Retinite pigmentosa: cause, diagnosi e trattamento

La retinite pigmentosa è una malattia degli occhi genetica rara che causa problemi alla vista e che, se non trattata, può portare anche alla perdita della vista. I sintomi di queste malattie si manifestano con più forza in condizioni di penombra e ai bordi del campo visivo degli occhi.

Cause della retinite pigmentosa

La retinite pigmentosa è una condizione genetica ed è possibile ereditarla solo dai genitori. Non è causata dall'ambiente o da eventuali lesioni all'occhio. È una malattia degenerativa ed è rara: colpisce circa 1 persona su 4000.

La retinite pigmentosa tende a peggiorare gradualmente con il passare del tempo. Con il restringimento del campo visivo, si può verificare la cosiddetta visione a tunnel. Ciò significa che si riesce a vedere solo un'area ristretta alla volta, come se si stesse guardando attraverso un tunnel o un tubo.

In età avanzata, si potrebbero anche avere difficoltà a vedere queste aree ristrette, rendendo difficile il riconoscimento delle persone o la lettura.

Diagnosi della retinite pigmentosa

Se hai manifestato uno o più sintomi di quelli sopra descritti, è necessario recarsi presso uno specialista.

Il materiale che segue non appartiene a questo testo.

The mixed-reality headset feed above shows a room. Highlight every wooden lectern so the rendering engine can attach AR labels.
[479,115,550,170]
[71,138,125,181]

L’oculista esaminerà i tuoi occhi per poi arrivare a una diagnosi. La retinite pigmentosa, osservata attraverso apposite apparecchiature professionali, si manifesta come un insieme di macchie scure sulla retina.

La visita specialistica può inoltre prevedere anche un esame del campo visivo. Questo test consiste nel proiettare puntini di luce davanti ai tuoi occhi e ai lati degli occhi. Ti verrà chiesto di premere un pulsante ogni volta che riuscirai a vederli. In questo modo, viene valutata l'estensione del campo visivo.